85% des patients interrogés retrouvent à l'origine de leur insomnie un événement déclenchant. Cet événement est lié, à part égale, à l'environnement (52%) ou à la maladie (48%). Les troubles du sommeil initiaux sont essentiellement des troubles de l'endormissement (89% des cas) isolés (70% des cas) survenant autour de la cinquantaine, aussi bien chez les hommes que chez les femmes.

La prescription initiale d'hypnotique émane dans 93% des cas d'un médecin généraliste. Elle porte essentiellement sur les nouvelles molécules apparentées aux benzodiazépines (69%). Les associations combinant hypnotique, anxiolytique, antidépresseur, antalgique sont essentiellement retrouvées chez les femmes.

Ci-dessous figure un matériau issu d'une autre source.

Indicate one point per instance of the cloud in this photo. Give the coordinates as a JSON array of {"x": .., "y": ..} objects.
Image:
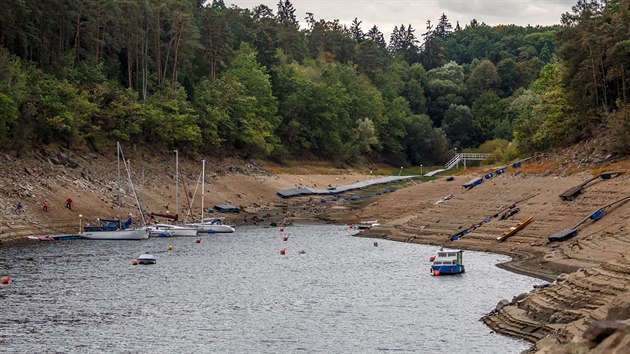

La prise en charge de l'insomnie par le traitement hypnotique est bien vécue par les patients puisque 65% d'entre eux sont satisfaits de leur sommeil et que seulement 13% parlent d'effets secondaires indésirables.

Une fois le traitement instauré, les patients restent fidèles à leur hypnotique. 67% d’entre eux n'ont jamais changé de traitement que, pourtant, 89% d'entre eux prennent en continu depuis plus de 8 ans. Ils ne sont que 31% à avoir tenté un sevrage.